By using the Justo platform, you agree to the collection and processing of information as described in this Policy. If you do not agree, please discontinue use of the service.
This Policy applies to: (1) hotel businesses ("Clients") who connect their Instagram accounts and use the Justo admin panel, and (2) end users ("Guests") who interact with the AI agent via Instagram DM or the website chat widget.
2. Data We Collect
2.1 From Hotel Clients (business users)
- Name, email address, and contact information provided during registration
- Facebook Page ID and Instagram Business account ID used during OAuth authorization
- Meta access tokens (Page Access Token, User Access Token) required to receive and send Instagram messages; stored server-side
- Hotel knowledge base content: hotel name, address, check-in/out times, services, pricing, FAQs entered into the admin panel
- Billing information (if applicable for subscription management)
- Usage data: login activity, admin panel interactions, chat history accessed
2.2 From Guests (end users messaging the hotel)
- Instagram username and user ID (provided automatically by Meta when a message is received)
- Content of Direct Messages sent to the hotel's Instagram Business account
- Timestamp and message metadata provided by the Instagram API
- For website widget users: anonymous session ID stored in localStorage, message content, timestamp
We do not collect: real names, phone numbers, email addresses, or any financial information from guests unless the guest voluntarily provides this in their message.
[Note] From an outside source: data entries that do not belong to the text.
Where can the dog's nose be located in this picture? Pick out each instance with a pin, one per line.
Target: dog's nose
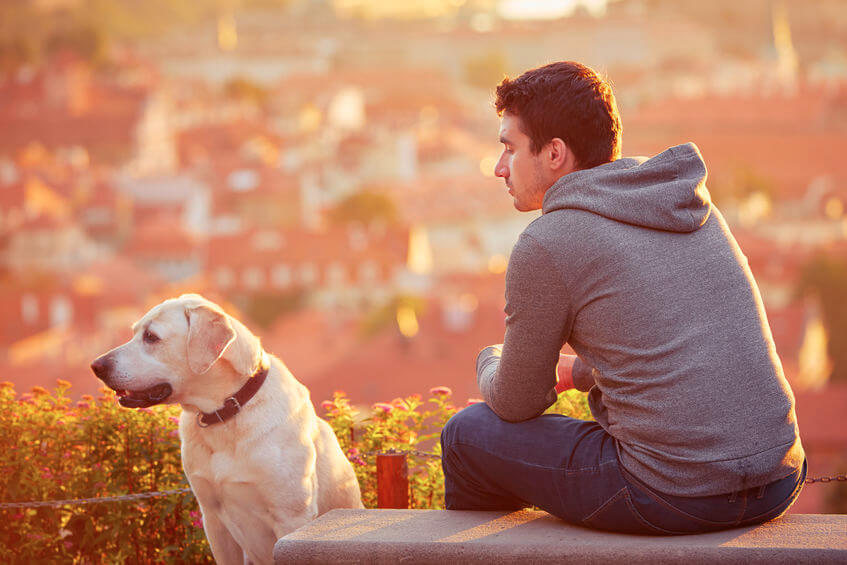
(101, 367)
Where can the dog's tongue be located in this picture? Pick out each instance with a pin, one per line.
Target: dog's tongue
(145, 398)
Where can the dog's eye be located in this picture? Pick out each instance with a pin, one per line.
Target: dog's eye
(150, 337)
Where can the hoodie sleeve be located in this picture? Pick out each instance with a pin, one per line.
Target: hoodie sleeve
(518, 379)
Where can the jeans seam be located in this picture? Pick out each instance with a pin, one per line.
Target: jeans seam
(670, 507)
(624, 493)
(791, 497)
(523, 462)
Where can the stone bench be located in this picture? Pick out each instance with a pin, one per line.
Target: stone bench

2.3 Automatically collected technical data
- IP address, browser type, device type, access timestamps (for admin panel users)
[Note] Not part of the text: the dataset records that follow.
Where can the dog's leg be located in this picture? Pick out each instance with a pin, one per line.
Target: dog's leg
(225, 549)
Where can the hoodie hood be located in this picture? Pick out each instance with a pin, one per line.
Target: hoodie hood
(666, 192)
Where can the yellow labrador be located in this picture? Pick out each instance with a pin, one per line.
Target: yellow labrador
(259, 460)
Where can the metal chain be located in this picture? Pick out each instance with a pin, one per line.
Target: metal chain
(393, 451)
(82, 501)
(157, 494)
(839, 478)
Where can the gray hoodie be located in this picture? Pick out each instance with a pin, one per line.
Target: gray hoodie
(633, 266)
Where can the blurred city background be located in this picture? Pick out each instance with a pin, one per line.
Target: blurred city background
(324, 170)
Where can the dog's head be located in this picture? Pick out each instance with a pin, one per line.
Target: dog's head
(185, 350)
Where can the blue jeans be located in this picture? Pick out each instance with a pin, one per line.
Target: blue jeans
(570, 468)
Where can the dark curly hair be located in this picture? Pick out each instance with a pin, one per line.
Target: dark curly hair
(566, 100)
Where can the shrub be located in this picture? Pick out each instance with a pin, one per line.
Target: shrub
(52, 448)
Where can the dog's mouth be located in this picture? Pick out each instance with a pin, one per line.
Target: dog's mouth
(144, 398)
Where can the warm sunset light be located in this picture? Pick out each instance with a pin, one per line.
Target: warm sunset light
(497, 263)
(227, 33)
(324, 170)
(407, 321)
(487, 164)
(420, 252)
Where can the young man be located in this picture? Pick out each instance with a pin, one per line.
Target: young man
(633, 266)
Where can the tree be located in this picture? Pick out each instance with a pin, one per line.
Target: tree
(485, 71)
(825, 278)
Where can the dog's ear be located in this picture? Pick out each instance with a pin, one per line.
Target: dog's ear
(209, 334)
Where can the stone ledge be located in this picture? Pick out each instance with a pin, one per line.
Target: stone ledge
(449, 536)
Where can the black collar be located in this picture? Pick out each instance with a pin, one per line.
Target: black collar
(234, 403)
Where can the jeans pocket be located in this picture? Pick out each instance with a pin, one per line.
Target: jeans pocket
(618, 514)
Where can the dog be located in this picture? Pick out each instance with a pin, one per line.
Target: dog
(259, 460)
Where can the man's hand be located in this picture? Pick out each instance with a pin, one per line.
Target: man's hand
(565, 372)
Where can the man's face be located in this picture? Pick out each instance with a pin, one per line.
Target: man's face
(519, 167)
- Server logs and error logs for security monitoring and debugging
- Cookies used for session management in the admin panel and basic analytics on the marketing site (Google Analytics)
3. How We Use the Data
3.1 To provide the service
- Receive Instagram DMs and route them to the correct hotel account via webhook
- Process guest messages using AI (LLM API) to generate responses
- Send AI-generated or manager replies back to guests via the Meta Messaging API
- Display conversation history in the hotel manager's admin panel
- Enable hotel managers to take over conversations and hand back to the AI agent
3.2 To maintain and improve the service
- Monitor system performance, detect errors, and resolve technical issues
- Analyze aggregated, anonymized usage patterns to improve the platform
- Develop new features based on client feedback
3.3 To ensure security and prevent fraud
- Detect and prevent unauthorized access to hotel accounts
- Monitor for abuse of the AI agent (spam, harmful content)
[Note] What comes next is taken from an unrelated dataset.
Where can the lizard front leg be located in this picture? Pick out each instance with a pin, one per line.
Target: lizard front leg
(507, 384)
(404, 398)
- Verify identity of users accessing the admin panel
3.4 To comply with legal obligations
- Respond to lawful requests from government or regulatory authorities
- Maintain records as required by applicable law
4. Data Sharing and Third Parties
We do not sell your personal data. We do not share data with third parties for advertising purposes. Data is shared only as necessary to operate the service:
| Third Party | Purpose and Data Shared |
|---|---|
| Meta Platforms (Facebook/Instagram) | We receive and send messages via the Instagram Messaging API. Guest message content and hotel Page tokens are transmitted over encrypted connections. Meta processes this data under their own Privacy Policy. |
| LLM API Provider | Guest message text is sent to the configured AI provider API to generate a response. Justo minimizes identifiers in prompts; if a guest includes personal data in a message, that text may be processed as part of the conversation. Provider processing is governed by the provider API data policy. |
| Cloud Infrastructure Provider | Our servers and database are hosted on cloud infrastructure. Provider access is limited to infrastructure operations and governed by hosting security controls. |
| Telegram (optional) | If the hotel enables Telegram notifications, manager alert messages are sent via Telegram Bot API. Only a notification text is transmitted — no guest message content. |
| Law enforcement / Government | We will disclose data only when required by law, court order, or lawful government request, and only to the extent required. |
5. Meta Platform Data — Specific Disclosure
Justo integrates with the Instagram Messaging API via a registered Meta application. The following applies specifically to data received through Meta:
- We receive Instagram DM data via webhook notifications from Meta after the hotel client authorizes our app via OAuth.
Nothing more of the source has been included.